When the family decided to move to Austria, they entrusted their savings to a distant relative who ran off with the money, leaving them stranded for two years in Turkey. “We went from middle class to abject poverty overnight,” he recalled in a telephone interview.
Settling in Virginia, the family eventually regained its former status. After graduating from the University of California, Los Angeles, Mr. Fallah started exhibiting in Dubai in the United Arab Emirates in 2005. His first large-scale exhibition is at the Museum of Contemporary Art in Tucson, Ariz., through May 3.
“I don’t feel 100 percent anything, really, and I feel like I’m in a state of limbo, which is fine with me: I think that’s where richness lies,” he said of his multiple cultural identities. As a dark-skinned Iranian, he said, he suffered racism. “A lot of Iranians get a cultural pass because they can pass off as white, but I never had that experience,” he said.
His acrylic paintings are decorative and ornate, a bridge between two worlds. “For me, it’s interesting to mash up a detail from a Persian miniature or a Persian rug with a 1980s skateboard graphic, or references to graffiti art or graphic design and pop culture, because that’s kind of what I am,” he explained.
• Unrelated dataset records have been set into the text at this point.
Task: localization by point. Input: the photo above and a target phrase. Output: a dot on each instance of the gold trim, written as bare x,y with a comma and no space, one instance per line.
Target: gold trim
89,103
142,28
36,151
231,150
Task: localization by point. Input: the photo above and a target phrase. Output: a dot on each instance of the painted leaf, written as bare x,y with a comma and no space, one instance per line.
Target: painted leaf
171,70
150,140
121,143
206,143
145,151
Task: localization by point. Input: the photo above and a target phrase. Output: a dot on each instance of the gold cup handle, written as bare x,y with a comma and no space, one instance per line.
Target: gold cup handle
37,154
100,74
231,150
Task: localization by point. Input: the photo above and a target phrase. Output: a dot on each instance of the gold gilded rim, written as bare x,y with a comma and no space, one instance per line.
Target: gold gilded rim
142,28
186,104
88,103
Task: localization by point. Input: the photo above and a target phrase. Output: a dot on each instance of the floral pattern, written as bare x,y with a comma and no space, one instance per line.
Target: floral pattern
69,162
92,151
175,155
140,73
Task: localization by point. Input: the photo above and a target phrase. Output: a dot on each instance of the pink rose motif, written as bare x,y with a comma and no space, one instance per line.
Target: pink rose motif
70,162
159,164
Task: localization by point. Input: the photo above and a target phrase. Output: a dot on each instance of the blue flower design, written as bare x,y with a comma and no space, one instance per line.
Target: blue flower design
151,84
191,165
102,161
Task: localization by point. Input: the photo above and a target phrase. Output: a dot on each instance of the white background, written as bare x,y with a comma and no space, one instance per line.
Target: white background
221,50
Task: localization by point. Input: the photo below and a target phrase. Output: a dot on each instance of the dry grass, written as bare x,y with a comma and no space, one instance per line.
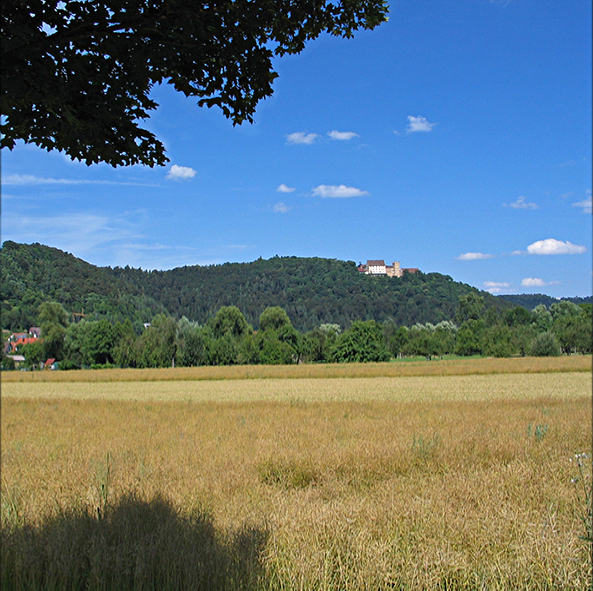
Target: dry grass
389,483
316,371
478,387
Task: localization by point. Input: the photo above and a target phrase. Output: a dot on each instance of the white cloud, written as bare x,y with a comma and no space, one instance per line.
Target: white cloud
301,137
521,204
338,191
419,124
342,135
181,173
553,246
80,233
474,256
496,287
533,282
29,179
281,208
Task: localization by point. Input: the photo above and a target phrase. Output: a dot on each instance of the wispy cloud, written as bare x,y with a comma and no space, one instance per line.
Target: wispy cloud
536,282
181,173
29,179
552,246
338,191
80,233
419,124
300,137
496,287
342,135
474,256
521,204
281,207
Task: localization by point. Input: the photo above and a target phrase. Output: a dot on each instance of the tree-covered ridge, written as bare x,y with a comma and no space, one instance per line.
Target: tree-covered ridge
532,300
32,274
312,291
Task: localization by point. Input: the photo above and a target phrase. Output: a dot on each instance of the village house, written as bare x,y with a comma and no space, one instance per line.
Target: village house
378,267
15,342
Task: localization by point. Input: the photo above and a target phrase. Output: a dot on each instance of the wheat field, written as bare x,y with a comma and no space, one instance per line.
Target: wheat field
411,482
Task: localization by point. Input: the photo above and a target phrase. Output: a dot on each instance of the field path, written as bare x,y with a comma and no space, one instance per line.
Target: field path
425,388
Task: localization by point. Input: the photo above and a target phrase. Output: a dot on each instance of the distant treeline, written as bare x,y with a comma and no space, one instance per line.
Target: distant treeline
228,339
312,291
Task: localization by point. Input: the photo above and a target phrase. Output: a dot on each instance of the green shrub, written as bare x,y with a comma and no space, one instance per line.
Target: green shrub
545,344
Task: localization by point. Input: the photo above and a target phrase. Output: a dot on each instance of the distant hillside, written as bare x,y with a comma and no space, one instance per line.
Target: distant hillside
33,273
531,300
311,290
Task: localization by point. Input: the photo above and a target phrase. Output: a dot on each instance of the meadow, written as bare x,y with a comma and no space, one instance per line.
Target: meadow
384,476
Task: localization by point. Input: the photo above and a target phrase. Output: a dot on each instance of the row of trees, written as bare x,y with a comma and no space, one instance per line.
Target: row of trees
228,339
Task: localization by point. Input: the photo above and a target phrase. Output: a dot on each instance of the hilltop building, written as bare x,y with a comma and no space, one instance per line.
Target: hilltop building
378,267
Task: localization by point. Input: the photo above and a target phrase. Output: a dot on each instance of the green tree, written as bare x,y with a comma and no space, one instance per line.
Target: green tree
34,353
499,341
99,342
470,337
156,346
545,344
518,316
469,307
363,341
273,318
125,350
396,338
76,76
542,319
54,321
229,320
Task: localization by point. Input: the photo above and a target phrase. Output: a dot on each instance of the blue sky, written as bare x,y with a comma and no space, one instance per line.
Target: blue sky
455,138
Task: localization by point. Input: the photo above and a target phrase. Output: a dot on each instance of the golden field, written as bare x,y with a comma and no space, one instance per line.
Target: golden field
369,481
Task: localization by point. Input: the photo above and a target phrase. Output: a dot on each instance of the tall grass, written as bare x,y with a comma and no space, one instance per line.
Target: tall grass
414,491
316,371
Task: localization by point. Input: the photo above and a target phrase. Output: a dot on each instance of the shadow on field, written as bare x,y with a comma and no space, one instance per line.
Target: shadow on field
137,545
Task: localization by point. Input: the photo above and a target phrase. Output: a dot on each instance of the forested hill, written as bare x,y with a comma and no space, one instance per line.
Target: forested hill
311,290
532,300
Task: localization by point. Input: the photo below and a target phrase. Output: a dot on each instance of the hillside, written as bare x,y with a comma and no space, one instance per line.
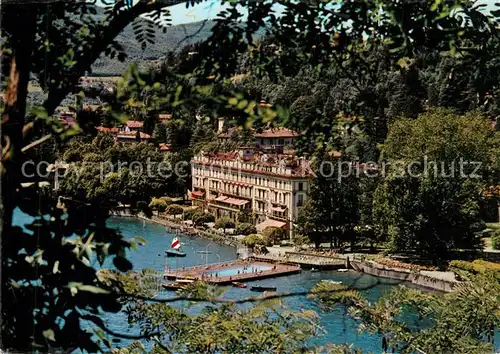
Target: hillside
175,38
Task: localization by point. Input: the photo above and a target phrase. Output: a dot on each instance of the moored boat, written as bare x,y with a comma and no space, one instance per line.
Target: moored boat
176,285
239,285
175,249
263,288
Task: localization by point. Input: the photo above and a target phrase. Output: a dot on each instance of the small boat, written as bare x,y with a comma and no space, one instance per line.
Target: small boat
263,288
239,285
175,249
176,285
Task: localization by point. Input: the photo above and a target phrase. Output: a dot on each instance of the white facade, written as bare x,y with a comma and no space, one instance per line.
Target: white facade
270,188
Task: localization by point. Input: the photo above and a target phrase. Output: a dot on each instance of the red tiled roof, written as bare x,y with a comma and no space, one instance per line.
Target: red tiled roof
135,124
277,133
107,130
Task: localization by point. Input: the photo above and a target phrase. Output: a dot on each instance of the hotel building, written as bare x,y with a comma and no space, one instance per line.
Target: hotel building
271,186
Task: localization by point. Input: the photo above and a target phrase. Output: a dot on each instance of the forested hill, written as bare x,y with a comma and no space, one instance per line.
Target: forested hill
175,38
In his earlier body of work, faces are concealed with a bandanna or a scarf. “When you can’t see somebody’s physical features, then you have to focus on the other things around them,” he said. “It goes back to my own identity. People are always misreading me because I’m dark-skinned. That’s kind of where this comes out of.”
Mr. Fallah said the art world was focused on “areas it’s been neglecting,” such as African-American and Latino artists, and “some of that does trickle down to Iranian artists. But honestly, I haven’t seen a big boom.”
In the international auction world, prices of Iranian modern and contemporary art are not comparable to their Western counterparts. The most expensive work by a living Iranian artist is Parviz Tanavoli’s bronze sculpture “The Wall (Oh Persepolis)” (1975), which sold in 2008 for $2.84 million. Other modern artists popular with collectors include Monir Farmanfarmaian, Siah Armajani (who had a show at the Met Breuer last year) and modern masters such as Bahman Mohassess and Leyly Matine-Daftary.
Roxane Zand, Sotheby’s deputy chairman of the Middle East and Gulf region, said that the early 2000s brought “a sudden attention” toward Iranian art but that the 2008 global financial crisis led to a market correction. The situation today is more normalized, she said.
She noted a growing gap between artists of the diaspora and those living in Iran, where economic hardship, sanctions and a collapsing currency mean that artists are unable to buy colors or canvases, or to have their work exhibited by Tehran-based gallerists at international fairs.
The Iranian-born collector Mohammed Afkhami — who will exhibit works from his collection of contemporary Iranian art at New York’s Asia Society in October — said that when he started making acquisitions in 2005, “Iranian art collecting was an exclusively Iranian affair among Iranians.”
Today, Iranian artists are represented by top international galleries, and they are in the collections of the Solomon R. Guggenheim Foundation, the British Museum and the Pompidou Center, he said. Yet, “we are still in the early stages of that diversification away from purely Iranian patronage,” he added.